Effect of Rare-Earth Doping on Structural and Luminescent Properties of Screen-Printed ZnO Films

Over the past decades, zinc oxide has attracted considerable attention for its possible application in optoelectronics due to simultaneous observation of intense ultraviolet and visible emission offering the development of white light-emitting devices. However, in the most cases the native defects responsible for visible emission are not stable upon materials processing. Moreover, for white phosphors, efficient and controllable emission in specific spectral range is often required. This can be achieved in particular via materials doping with rare-earth (RE) ions.

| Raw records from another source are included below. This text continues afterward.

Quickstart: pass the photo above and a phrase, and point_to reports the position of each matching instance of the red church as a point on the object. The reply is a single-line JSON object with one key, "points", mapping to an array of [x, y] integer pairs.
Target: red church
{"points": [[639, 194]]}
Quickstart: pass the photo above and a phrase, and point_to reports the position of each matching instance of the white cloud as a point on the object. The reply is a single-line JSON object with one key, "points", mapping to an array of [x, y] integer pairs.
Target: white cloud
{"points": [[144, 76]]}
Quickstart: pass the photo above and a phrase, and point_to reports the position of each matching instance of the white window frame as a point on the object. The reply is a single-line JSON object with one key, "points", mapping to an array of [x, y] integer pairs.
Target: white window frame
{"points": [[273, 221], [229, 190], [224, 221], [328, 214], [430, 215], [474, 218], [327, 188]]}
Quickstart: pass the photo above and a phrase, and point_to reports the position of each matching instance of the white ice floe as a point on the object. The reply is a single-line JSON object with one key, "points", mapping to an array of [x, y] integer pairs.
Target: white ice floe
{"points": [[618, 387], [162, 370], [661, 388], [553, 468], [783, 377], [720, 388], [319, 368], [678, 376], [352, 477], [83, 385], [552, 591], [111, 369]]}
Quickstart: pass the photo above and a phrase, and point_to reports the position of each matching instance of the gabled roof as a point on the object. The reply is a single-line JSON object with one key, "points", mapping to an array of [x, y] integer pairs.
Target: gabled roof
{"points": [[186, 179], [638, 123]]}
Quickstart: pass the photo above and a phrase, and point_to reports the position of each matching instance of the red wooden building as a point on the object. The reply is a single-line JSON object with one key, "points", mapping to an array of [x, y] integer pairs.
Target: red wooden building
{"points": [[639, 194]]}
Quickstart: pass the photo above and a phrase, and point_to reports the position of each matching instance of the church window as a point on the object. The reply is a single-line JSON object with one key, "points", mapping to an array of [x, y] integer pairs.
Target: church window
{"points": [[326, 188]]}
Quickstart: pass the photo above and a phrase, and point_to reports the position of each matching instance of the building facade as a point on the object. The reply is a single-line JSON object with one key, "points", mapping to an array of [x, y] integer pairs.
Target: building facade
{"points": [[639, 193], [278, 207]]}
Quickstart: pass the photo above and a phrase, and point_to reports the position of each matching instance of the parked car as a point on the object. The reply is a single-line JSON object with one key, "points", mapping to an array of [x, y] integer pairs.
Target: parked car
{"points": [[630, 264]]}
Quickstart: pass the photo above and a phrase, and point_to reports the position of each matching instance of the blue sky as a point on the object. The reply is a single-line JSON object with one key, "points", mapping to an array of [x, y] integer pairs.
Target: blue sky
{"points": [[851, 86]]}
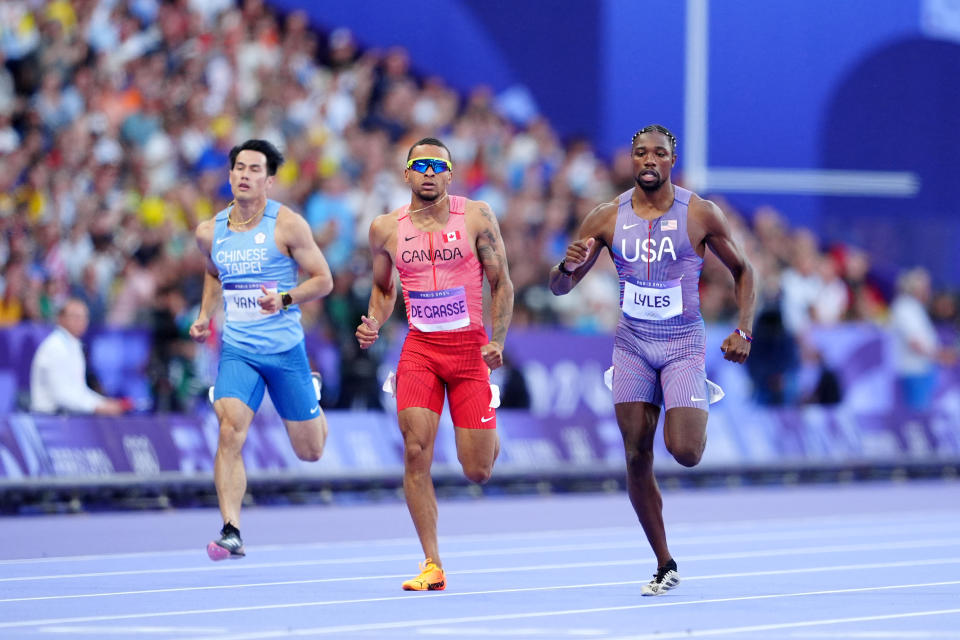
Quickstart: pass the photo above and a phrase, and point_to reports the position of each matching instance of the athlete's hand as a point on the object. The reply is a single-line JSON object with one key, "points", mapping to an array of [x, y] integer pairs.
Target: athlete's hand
{"points": [[200, 329], [735, 348], [577, 253], [269, 302], [492, 353], [367, 331]]}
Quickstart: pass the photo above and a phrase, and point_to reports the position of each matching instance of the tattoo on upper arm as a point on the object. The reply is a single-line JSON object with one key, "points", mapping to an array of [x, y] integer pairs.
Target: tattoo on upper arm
{"points": [[488, 242]]}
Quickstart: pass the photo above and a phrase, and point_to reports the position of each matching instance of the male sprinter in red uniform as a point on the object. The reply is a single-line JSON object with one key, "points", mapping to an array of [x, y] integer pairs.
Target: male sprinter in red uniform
{"points": [[442, 246]]}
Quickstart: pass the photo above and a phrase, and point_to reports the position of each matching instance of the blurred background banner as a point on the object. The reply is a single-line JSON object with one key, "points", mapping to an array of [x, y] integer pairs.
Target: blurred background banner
{"points": [[566, 427]]}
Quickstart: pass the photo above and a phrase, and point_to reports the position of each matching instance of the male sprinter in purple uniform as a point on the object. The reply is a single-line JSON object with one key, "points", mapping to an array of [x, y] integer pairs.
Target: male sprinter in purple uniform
{"points": [[255, 249], [656, 234]]}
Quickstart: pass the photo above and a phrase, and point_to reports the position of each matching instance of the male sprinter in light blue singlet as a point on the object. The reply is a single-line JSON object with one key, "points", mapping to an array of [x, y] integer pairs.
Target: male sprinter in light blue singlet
{"points": [[254, 249], [656, 234]]}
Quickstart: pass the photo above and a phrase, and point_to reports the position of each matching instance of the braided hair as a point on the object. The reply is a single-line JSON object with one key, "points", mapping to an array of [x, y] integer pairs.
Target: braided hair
{"points": [[660, 129]]}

In the present study the results on effect of doping of screen-printed ZnO films with Sm³⁺ and/or Ho³⁺ions are presented. Photoluminescence (PL) and Raman scattering spectra as well as the X-ray diffraction patterns of undoped and doped films are examined in details versus sintering conditions and doping level.

In the PL spectra of undoped ZnO films sintered at 400−700°C, the excitonic emission was observed only, whereas sintering at higher temperatures (up to 1200°C) resulted in the appearance of visible defect-related PL bands peaked at 540−600 nm. The most intensive defect-related emission was found in the films sintered at 1000°C and these latter were doped with rare-earth ions of different concentration in the range of 1·10¹⁹− 4·10²⁰ cm^-3.

In the PL spectra of the RE-doped films, the corresponding RE emission was observed at low temperatures, but not at room temperature. Since the defect-related PL band caused by intrinsic defects in ZnO overlapped essentially with corresponding Ho and Sm PL bands, the PL bands peaked at about 700 nm due to ⁴G_5/2→⁶H_11/2 transitions in Sm³⁺ ions were observed only. At the same time, simultaneous codoping with both Sm³⁺ and Ho³⁺ ions produced significant decrease in the intensity of the UV and visible defect-related PL bands as well as the increase in the intensity of Sm³⁺ and Ho³⁺ PL components. In the PL excitation spectra of the PL band peaked at about 720 nm in addition to excitation caused by ZnO band-to-band absorption and absorption involving intrinsic defects of zinc oxide, a new characteristic absorption band at about 410 nm appeared. The effect of RE doping on the PL and PL excitation spectra is discussed in terms of the formation of RE ions complexes as well as energy transfer from ZnO host to RE ions.